La procureure a demandé que la partie ferme de cette peine soit directement aménagée sous bracelet électronique, ce qui veut dire que Christophe Ruggia n’irait pas en prison si le tribunal suit le parquet. Elle a aussi requis une inscription au fichier des auteurs d’infractions sexuelles, une interdiction d’entrer en contact avec la victime et une obligation de l’indemniser. La défense a plaidé la relaxe, et le tribunal rendra sa décision le 3 février.
Mardi, pendant l’audience et alors que le réalisateur soutenait à la barre avoir tenté de la protéger lors de ses débuts dans le cinéma, l’actrice s’est soudainement levée, tapant ses mains à plat sur la table devant elle, avant de crier : « Mais, ferme ta gueule ! ». Elle a ensuite quitté la salle.
Adèle Haenel, 35 ans, et qui s’est depuis mise en retrait du cinéma, venait de refaire une courte déclaration à la barre. « Qui était là autour de cette enfant pour lui dire : “Ce n’est pas de ta faute. C’est de la manipulation. C’est de la violence” ? », s’est interrogée l’actrice, en costume noir. « Tout le monde me demande de pleurer sur le sort de M. Ruggia, mais qui s’est soucié de l’enfant ? Agresser des enfants comme ça, ça ne se fait pas. Ça a des conséquences. Personne n’a aidé cette enfant », a-t-elle ajouté la voix tremblante.
Une « conscience d’homme, d’adulte pour agir autrement »
Le tribunal a ensuite appelé Christophe Ruggia, lui demandant de réagir. « J’avais conscience, dès le départ, de la complexité de ce film… », a commencé le réalisateur, au sujet de son long-métrage Les Diables, dans lequel Adèle Haenel a joué le rôle principal, en 2001, alors qu’elle était âgée de 12 ans. « On est bien d’accord qu’Adèle Haenel ne vous reproche pas les conditions du tournage, mais l’après », l’a interrompu le président.

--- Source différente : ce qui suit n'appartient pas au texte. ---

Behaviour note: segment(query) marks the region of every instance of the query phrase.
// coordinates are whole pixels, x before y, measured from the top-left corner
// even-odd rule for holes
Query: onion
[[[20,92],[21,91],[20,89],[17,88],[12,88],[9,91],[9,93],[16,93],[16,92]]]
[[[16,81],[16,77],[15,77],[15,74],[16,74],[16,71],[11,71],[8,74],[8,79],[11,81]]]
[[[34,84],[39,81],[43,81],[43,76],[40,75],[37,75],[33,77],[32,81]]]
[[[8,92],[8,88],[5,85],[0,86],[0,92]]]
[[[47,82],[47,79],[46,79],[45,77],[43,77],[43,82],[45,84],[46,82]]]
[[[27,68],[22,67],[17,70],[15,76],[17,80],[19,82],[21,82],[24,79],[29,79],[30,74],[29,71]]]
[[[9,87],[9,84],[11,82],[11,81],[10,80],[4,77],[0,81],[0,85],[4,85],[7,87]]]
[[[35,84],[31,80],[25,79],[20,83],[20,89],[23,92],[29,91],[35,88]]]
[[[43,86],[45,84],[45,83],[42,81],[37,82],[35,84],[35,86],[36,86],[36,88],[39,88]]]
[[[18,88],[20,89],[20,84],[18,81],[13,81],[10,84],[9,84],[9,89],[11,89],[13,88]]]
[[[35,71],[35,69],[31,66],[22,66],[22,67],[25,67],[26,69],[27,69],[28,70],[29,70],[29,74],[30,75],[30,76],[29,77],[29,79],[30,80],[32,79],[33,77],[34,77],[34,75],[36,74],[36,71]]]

Le réalisateur de 59 ans a assuré qu’il avait essayé de la protéger des retombées de son film, dans lequel elle avait joué des scènes de sexe, juste avant le début des agressions dénoncées.
« Je lui ai dit de prendre un nom d’emprunt… », a-t-il avancé, avant d’être interrompu par le cri d’Adèle Haenel. Son départ de la salle d’audience a résonné comme un écho à celui de la cérémonie des Césars, en 2020, après la nomination de Roman Polanski. Après une demi-heure d’absence, l’actrice est revenue dans la salle d’audience, s’asseyant, visage fermé, au bout du banc des parties civiles.
La veille, Christophe Ruggia l’avait accusée de « pur mensonge », parlant d’un « #MeToo français » qui serait « tombé » sur lui, et assurant que l’actrice avait voulu se « venger » car il ne l’avait pas refait jouer après Les Diables. Une « défense absurde », a balayé la procureure Camille Ploch. « Il a fait le choix d’agresser sexuellement. Il avait toute sa conscience d’homme, d’adulte pour agir autrement », soutient la procureure au sujet du prévenu, qui avait, à l’époque, entre 36 et 39 ans.
« Cette audience doit rappeler l’interdit, qui était l’adulte, qui était l’enfant. Elle doit remettre le monde à l’endroit », a martelé la magistrate, qui n’a « aucun doute » sur la réalité des agressions, décrites de manière « constante » par Adèle Haenel, « dès 2006 » en privé. « Il me reprochait l’amour qu’il avait pour moi », avait dit l’actrice. « Qu’est-ce que ça doit être lourd à porter quand on a 12 ans… », commente la procureure.
Une « fiction » qui « imprègne la réalité », selon la défense
Dans la salle comble, la procureure a évoqué les multiples témoignages du « malaise » d’adultes, les écrits d’« amoureux éconduit » de Christophe Ruggia. Et cette « incapacité » du réalisateur « à détailler ce qu’il s’est passé pendant des heures entre un homme adulte et cette préado, de vingt-quatre ans sa cadette ».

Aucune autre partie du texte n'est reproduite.